Similarly in [2], `core.sharedRepository` is tracked via the global variables
`the_shared_repository ` and `need_shared_repository`. These are then
moved into the repo-settings struct, with new accessors functions
written to modify them, and calls to the accessors in the path subsystem are
then modified to replace the old accessors which modify the global variables.

There were also cases where the functions were adapted to use exactly what it
needs down the call chain rather than writing new accessor functions.
An example is [3], where the global variable `the_hash_algo` is replaced with
an explicit parameter `const struct git_hash_algo *algo` in low-level
functions such as `static struct hashfile *hashfd_internal()` and the call
sites adapted to use r->hash_algo or the_repository->hash_algo in places where
the subsystem has not gotten rid of `the_repository`.
This is also a strategy that can be used to replace global variables


Completion of Previous Unfinished Works
---------------------------------------
There were also some pieces of work that were started but not finished which
I plan to finish.
* As an example, in [4], which attempts to move the `git_attributes_file`
   global variable to the `struct repository`.
   However because the global variable is used by the attributes subsystem and
   a single repository can have more than one set of attributes, that is
   the work-tree attributes and the index attributes, placing the variable into
   a repository instance and passing it around in the call chain will not be
   appropriate. Also most of the functions in the attributes subsystem pass the
   `index_state` as a parameter and not the repository.

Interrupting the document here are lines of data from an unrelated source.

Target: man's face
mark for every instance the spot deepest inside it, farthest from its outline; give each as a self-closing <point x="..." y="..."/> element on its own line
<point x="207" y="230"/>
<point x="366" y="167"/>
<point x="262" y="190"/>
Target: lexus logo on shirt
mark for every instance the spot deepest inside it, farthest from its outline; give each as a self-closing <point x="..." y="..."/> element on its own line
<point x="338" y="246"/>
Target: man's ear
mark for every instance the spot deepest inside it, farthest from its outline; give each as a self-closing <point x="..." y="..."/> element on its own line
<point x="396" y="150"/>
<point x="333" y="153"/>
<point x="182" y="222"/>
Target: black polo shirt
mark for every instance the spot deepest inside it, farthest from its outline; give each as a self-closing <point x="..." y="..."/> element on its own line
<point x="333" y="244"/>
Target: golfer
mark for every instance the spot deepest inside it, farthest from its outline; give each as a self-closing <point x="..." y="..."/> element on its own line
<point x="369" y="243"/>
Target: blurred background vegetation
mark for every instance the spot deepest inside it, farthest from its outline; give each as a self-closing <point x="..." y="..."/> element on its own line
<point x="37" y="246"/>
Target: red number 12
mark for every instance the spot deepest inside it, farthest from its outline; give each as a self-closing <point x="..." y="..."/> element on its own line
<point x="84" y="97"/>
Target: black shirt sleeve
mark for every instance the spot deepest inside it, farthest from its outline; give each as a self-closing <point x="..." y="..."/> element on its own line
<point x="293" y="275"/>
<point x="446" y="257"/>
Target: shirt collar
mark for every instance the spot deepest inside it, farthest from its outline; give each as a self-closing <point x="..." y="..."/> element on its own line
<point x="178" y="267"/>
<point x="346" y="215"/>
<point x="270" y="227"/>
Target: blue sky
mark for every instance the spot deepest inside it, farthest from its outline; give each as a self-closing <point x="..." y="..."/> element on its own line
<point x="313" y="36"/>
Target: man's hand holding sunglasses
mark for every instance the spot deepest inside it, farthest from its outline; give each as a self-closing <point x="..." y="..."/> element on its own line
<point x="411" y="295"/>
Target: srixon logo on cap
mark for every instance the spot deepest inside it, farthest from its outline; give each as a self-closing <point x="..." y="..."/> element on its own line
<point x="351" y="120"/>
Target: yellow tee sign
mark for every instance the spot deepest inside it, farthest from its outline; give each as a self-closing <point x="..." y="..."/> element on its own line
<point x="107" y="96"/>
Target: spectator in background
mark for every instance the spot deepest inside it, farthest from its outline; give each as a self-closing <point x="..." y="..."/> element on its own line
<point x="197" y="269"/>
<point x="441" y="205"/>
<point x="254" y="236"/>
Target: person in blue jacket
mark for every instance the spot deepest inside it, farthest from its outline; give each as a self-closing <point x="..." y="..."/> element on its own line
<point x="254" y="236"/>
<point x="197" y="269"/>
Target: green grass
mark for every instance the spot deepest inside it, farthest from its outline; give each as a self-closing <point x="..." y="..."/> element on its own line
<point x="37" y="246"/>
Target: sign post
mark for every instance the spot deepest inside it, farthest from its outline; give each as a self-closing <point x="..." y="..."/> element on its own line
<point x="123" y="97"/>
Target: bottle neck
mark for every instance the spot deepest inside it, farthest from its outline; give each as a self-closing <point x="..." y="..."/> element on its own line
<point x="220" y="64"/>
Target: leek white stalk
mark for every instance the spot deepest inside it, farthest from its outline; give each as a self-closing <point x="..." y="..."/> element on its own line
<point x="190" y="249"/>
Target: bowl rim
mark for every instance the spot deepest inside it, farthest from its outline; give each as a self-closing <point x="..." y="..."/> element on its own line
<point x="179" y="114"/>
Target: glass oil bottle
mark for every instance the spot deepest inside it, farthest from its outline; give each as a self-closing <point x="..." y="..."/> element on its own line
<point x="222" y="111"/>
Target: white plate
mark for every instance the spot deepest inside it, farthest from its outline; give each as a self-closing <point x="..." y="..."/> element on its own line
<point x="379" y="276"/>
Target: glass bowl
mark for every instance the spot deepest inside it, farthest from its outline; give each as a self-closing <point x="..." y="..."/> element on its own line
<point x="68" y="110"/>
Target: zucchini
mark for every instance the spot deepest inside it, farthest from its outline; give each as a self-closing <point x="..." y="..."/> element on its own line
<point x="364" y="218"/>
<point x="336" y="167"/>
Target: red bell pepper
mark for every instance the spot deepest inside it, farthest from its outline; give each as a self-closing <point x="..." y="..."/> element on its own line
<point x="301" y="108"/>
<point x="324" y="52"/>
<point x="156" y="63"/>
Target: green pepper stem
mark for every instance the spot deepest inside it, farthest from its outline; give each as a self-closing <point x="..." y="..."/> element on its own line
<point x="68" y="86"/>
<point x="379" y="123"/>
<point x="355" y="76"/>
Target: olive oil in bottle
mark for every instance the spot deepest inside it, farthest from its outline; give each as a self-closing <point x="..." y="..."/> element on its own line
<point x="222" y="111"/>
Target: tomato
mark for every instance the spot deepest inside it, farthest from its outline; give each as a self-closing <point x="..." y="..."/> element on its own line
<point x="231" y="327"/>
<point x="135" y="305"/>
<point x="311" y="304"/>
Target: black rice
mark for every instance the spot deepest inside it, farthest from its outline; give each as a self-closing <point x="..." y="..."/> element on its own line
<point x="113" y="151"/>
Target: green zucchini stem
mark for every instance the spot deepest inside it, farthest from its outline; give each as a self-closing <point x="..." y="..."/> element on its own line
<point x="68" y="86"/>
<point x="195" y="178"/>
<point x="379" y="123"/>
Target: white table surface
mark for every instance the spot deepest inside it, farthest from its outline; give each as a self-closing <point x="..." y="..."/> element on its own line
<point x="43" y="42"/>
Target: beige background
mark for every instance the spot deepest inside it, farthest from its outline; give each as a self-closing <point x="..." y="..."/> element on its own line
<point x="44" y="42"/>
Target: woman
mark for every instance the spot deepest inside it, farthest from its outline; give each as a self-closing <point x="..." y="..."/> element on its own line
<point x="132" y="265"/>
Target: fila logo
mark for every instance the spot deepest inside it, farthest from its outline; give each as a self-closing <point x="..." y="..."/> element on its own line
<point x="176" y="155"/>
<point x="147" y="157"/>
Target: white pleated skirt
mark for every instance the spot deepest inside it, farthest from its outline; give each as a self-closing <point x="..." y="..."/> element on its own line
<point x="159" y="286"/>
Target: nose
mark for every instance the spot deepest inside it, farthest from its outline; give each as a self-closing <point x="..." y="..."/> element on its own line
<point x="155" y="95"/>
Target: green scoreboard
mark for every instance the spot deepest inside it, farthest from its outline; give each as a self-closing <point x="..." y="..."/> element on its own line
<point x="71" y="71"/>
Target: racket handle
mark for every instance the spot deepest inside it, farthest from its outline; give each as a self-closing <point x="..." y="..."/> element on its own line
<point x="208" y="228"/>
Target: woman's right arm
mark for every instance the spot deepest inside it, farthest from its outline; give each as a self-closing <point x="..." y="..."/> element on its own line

This is because an index
   knows its repository but a repository only knows its primary index.
   Therefore each repository for an index will need to be known from the index.

   As Junio pointed out in the discussion on the thread:
   "As the attribute system is all about giving extra information on the
   paths that appear in the index and in the working tree, it may make
   sense for the API to go from the index state which is about the
   index and the working tree to access the attributes, rather than
   from the repository structure, which controls a lot wider concept
   and moving anything and everything there will easily and quickly
   make it a messy kitchen sink."

   So Given that the `index_state` struct has a repo member, we can move
   'git_attributes_file' into the repo struct but access it through the
   `index_state`. By doing that we know the index truly owns the attributes.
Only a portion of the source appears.